▲ | zakeria 2 days ago | |||||||
Thanks for the comment. Just to clarify, the uGMM-NN isn't simply "Gaussian sampling along the parameters of nodes." Each neuron is a univariate Gaussian mixture with learnable mean, variance, and mixture weights. This gives the network the ability to perform probabilistic inference natively inside its architecture, rather than approximating uncertainty after the fact. The work isn’t framed as "replacing MLPs." The motivation is to bridge two research traditions: - probabilistic graphical models and probabilistic circuits (relatively newer) - deep learning architectures That's why the Iris dataset (despite being simple) was included - not as a discriminative benchmark, but to show the model could be trained generatively in a way similar to PGMs, something a standard MLP cannot do. Hence, the other benefits of the approach mentioned in the paper. | ||||||||
▲ | vessenes 2 days ago | parent [-] | |||||||
Thanks for writing back! I appreciate the plan to integrate the two architectures. On that front, it might be interesting to have a future research section - like what would be uniquely good about this architecture if scaled up?

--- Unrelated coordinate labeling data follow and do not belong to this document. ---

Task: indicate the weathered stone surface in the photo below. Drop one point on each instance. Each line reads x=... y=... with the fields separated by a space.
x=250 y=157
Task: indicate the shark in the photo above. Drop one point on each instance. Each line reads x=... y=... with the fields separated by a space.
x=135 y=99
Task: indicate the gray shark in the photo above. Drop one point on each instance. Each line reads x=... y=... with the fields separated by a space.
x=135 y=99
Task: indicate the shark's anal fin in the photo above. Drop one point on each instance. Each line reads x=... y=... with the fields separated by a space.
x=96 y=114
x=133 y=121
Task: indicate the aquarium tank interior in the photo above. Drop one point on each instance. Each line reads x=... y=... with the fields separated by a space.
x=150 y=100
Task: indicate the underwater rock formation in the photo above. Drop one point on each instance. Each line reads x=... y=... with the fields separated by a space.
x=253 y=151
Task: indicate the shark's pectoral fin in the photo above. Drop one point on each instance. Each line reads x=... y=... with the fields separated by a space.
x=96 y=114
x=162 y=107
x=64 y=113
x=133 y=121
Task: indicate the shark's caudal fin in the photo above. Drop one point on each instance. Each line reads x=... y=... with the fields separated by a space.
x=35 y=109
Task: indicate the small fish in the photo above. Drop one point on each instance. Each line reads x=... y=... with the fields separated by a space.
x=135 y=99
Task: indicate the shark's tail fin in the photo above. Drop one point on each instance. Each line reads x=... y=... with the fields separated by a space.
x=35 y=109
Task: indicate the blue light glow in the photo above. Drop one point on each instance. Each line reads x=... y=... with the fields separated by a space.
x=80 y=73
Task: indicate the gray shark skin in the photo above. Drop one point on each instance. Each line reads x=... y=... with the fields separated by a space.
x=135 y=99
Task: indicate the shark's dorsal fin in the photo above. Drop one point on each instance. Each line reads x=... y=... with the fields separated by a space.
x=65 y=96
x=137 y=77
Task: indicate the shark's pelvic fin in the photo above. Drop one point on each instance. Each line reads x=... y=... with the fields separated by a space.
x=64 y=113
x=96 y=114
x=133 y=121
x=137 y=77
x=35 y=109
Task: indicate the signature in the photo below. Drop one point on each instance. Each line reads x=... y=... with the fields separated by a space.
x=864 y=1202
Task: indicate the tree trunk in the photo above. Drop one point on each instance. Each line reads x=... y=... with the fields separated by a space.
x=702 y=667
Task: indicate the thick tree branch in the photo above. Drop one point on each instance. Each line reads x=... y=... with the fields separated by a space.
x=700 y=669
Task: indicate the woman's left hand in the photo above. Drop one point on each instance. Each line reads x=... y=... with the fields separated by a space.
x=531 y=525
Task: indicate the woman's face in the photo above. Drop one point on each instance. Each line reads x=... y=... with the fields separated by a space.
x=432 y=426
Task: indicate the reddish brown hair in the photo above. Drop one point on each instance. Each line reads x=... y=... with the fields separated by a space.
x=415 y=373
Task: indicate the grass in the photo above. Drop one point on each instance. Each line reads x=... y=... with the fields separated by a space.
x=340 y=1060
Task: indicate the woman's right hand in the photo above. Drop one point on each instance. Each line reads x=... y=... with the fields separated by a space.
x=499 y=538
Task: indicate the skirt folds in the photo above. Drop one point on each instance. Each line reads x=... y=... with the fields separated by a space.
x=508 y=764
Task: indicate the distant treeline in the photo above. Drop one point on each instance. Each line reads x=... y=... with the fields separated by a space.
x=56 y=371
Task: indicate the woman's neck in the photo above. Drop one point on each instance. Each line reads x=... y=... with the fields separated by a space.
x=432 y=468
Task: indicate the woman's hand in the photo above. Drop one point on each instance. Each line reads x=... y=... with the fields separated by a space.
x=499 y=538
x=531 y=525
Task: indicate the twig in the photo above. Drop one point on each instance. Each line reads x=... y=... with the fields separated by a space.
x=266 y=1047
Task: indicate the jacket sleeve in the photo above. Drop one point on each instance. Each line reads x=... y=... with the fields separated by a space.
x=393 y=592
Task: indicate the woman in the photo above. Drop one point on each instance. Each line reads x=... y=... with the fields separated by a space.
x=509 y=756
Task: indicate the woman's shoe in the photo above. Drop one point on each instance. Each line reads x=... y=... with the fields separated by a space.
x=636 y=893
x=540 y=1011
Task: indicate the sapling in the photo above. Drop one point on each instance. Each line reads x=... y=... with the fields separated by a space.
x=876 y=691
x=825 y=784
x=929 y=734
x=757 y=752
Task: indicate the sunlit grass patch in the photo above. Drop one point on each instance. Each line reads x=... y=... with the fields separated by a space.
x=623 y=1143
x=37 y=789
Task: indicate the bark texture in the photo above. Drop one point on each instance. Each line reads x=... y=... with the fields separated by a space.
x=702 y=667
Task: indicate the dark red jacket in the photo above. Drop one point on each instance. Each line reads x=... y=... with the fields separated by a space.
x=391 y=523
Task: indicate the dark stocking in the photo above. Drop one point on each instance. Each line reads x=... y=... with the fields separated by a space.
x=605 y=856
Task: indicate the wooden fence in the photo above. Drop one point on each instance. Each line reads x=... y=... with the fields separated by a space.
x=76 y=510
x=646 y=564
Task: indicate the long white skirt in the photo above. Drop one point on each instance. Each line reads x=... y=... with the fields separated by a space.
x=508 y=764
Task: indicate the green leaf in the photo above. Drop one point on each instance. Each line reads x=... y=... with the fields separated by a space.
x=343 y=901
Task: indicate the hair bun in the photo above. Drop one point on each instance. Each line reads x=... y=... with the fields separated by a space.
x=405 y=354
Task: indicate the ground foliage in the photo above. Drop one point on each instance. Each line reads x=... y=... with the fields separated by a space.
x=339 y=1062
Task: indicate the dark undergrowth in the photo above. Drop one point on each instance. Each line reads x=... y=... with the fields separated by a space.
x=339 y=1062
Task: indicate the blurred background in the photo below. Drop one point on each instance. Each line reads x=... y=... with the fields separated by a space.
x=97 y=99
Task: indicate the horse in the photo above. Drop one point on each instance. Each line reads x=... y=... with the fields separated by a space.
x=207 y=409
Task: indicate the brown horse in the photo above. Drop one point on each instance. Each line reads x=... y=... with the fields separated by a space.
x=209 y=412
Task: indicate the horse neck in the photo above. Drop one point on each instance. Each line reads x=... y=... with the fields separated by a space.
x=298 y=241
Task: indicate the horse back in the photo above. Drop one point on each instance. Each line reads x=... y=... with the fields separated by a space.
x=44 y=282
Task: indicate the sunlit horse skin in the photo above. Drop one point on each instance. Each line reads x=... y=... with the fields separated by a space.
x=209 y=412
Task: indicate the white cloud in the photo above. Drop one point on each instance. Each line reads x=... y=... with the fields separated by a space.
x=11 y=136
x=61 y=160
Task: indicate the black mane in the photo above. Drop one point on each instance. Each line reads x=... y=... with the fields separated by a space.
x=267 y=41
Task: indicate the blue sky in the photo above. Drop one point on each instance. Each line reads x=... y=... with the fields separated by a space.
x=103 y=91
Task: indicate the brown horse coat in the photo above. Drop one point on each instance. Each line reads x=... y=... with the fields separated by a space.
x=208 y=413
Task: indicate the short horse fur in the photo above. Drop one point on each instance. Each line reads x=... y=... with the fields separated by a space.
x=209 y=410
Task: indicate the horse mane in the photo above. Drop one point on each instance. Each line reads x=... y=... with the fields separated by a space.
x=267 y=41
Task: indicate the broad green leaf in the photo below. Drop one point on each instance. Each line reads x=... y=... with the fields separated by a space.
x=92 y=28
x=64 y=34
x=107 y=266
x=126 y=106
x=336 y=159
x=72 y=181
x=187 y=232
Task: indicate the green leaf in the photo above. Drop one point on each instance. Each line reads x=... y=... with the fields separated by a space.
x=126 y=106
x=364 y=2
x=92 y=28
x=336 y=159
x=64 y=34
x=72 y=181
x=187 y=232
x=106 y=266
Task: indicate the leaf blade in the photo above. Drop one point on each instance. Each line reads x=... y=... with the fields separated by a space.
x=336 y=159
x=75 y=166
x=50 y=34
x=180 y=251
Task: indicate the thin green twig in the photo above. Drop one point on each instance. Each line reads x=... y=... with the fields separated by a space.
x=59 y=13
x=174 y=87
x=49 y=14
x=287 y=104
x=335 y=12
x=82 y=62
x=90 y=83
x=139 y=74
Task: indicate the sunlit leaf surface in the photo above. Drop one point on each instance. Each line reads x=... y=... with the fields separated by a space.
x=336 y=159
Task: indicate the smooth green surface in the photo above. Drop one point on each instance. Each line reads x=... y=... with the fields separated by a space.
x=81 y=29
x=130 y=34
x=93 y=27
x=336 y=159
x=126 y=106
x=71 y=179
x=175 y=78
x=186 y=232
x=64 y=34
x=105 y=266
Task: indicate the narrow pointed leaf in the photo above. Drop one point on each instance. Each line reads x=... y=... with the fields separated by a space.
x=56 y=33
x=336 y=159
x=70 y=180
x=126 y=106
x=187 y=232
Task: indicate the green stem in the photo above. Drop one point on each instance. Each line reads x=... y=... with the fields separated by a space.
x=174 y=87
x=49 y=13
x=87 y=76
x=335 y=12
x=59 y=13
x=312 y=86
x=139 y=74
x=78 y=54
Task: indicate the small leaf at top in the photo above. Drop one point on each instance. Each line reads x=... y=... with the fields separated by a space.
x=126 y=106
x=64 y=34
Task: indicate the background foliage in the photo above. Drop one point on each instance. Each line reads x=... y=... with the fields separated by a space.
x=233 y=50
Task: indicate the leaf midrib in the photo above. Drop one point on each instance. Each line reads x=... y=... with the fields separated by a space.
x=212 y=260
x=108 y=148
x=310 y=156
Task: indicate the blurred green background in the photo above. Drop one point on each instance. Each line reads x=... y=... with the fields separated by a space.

On ‘usefulness’ I think I’m still at my original question - it seems like an open theoretical q to say that the combination of a tripled-or-greater training budget, data size budget of the NN, and probably a close to triple or greater inference budget, the costs of the architecture you described, cannot be closely approximated by the “fair equivalent”-ly sized MLP. I hear you that the architecture can do more, but can you talk about this fair size question I have? That is, if a PGM of the same size as your original network in terms of weights and depth is as effective, then we’d still have a space savings to just have the two networks (MLP and PGM) side by side. Thanks again for publishing! | ||||||||
|